A Ghanaian medical researcher claims he has found the cure for HIV-AIDS.
Dr Ato Duncan says the efficacy of the trial drug known as Center Of Awareness (COA)-72 is not in doubt following successful human trials in South Africa.
The virus has proven to be one of science’s biggest hurdles with researchers working around the clock worldwide to find an antidote to it.
But could there be light at the end of the tunnel with a successful HIV/AIDS drug trial in South Africa?
COA-72 is an injectable herbal medicinal product developed by the Center for Awareness, which Mr Duncan says is different from COA FX which is a food supplement and immune booster approved by the FDA.
"It has the potency to smoke the viruses from latently infected source in the blood stream. The COA-72 intramuscular which smokes the virus from their hideout into the blood stream and the COA-72 intravenous which clears the virus from the blood stream providing a final cure to HIV-AIDS," he told Ayesha Ibrahim host of JOYNEWS' The Pulse programme Wednesday.
He explained that this is a pilot project and a result of extensive research yet to go through controlled clinical trials using the internationally accepted protocol by the WHO.
"A lot of people are excited by the discovery because it is what the world is looking for," he said, adding the reason why people are saying HIV-AIDS has no cure is because when the viruses are targeted they run into the bloodstream, cells and tissues.
Dr Duncan said the journey started in 2005 when he was working closely with the Ghana AIDS Commission and they lost all the 52 persons they were taking care of.
He recounted how the last person who died begged the team not to let anyone die of HIV-AIDS again because it was a painful disease.
This motivated them to get to work and once they got the formulae they sent it to the Noguchi Institute for the in-vitro analysis to find out whether what they had, reacts to the virus.
"For two hours COA -72 killed 70 percent of the virus and in 6 hours it had killed 80 percent...meaning if it works in humans, then the next day someone would get out of HIV," he said.
The team moved to Kwazulu Natal University in South Africa where a doctor used the medication to get his Ph.D. after a successful trial on 18 affected persons.
Explaining why it has not been tried on any affected person in Ghana yet, Dr Duncan said when they developed the first report at Noguchi, the team faced a lot of attacks from various quarters about the efficacy of whatever they said they had. Eventually, they moved to South Africa to do the trials.

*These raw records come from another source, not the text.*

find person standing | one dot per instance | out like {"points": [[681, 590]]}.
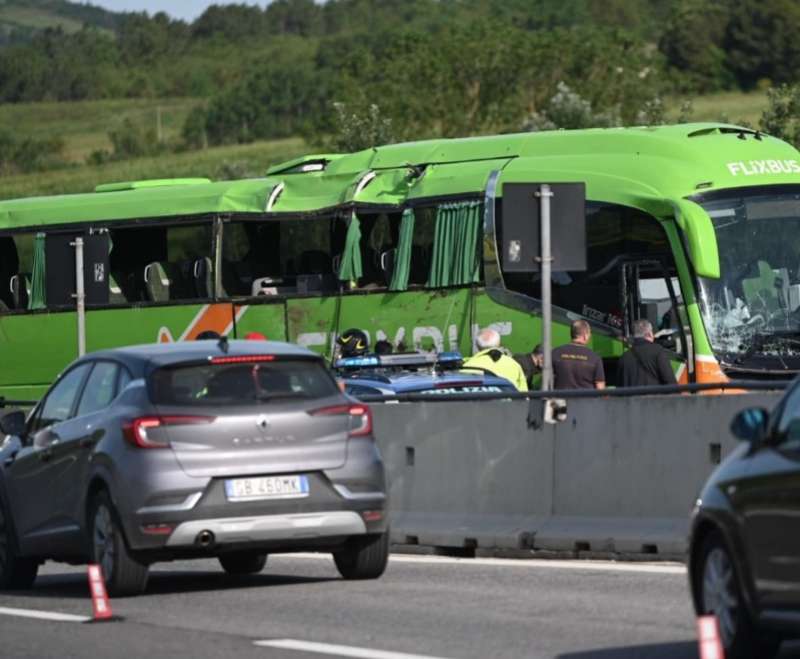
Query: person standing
{"points": [[646, 363], [575, 366], [531, 363], [493, 359]]}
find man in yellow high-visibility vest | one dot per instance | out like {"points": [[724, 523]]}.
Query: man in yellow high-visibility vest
{"points": [[494, 359]]}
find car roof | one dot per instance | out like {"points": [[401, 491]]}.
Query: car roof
{"points": [[407, 381], [156, 355]]}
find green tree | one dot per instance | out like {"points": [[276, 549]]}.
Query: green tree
{"points": [[692, 45], [354, 130], [782, 116], [761, 41]]}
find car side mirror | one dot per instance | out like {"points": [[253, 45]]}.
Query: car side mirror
{"points": [[750, 425], [13, 423], [666, 339]]}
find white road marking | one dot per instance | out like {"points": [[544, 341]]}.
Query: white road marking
{"points": [[530, 563], [338, 650], [42, 615]]}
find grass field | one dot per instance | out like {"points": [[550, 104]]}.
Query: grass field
{"points": [[36, 18], [84, 125], [240, 161]]}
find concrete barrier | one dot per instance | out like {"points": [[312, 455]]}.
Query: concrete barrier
{"points": [[619, 475]]}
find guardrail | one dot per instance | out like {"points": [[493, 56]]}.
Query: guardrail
{"points": [[614, 392], [619, 475]]}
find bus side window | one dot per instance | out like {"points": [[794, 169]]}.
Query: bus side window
{"points": [[615, 235], [161, 263], [16, 265], [9, 267], [379, 235]]}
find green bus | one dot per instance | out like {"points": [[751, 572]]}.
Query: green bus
{"points": [[692, 226]]}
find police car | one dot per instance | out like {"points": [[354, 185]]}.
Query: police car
{"points": [[418, 373]]}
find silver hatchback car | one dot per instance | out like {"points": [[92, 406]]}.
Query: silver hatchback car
{"points": [[187, 450]]}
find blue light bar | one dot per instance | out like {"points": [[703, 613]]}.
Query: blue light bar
{"points": [[358, 362], [400, 360]]}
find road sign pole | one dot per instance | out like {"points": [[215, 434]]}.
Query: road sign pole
{"points": [[80, 296], [546, 260]]}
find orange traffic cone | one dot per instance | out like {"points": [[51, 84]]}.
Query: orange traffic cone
{"points": [[708, 638], [100, 601]]}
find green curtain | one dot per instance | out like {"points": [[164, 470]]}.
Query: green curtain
{"points": [[455, 245], [36, 300], [402, 260], [350, 268]]}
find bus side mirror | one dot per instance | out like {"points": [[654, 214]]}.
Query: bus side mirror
{"points": [[13, 423], [700, 235], [750, 425]]}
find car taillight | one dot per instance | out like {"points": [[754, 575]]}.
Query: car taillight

According to him, some people who were infected but now 'healed completely' with medical reports and scientific data to prove, were at the launch of COA-72.
Joy News reporter, Maxwell Agbagba interacted with two South Africans, Bandile Mdlalose and China Ngubane who claimed they were cured of HIV/AIDS after they volunteered to use the drug.
COA-72 is not yet on the market as Dr Duncan said the team is trying to find a number of collaborators like the government of Ghana and other research institutions to go further to undertake standard controlled clinical trials so that it would be accepted by the WHO.
The drug will have to go through several other stages before it is approved by the World Health Organisation (WHO) and Ghana’s Food and Drugs Authority (FDA).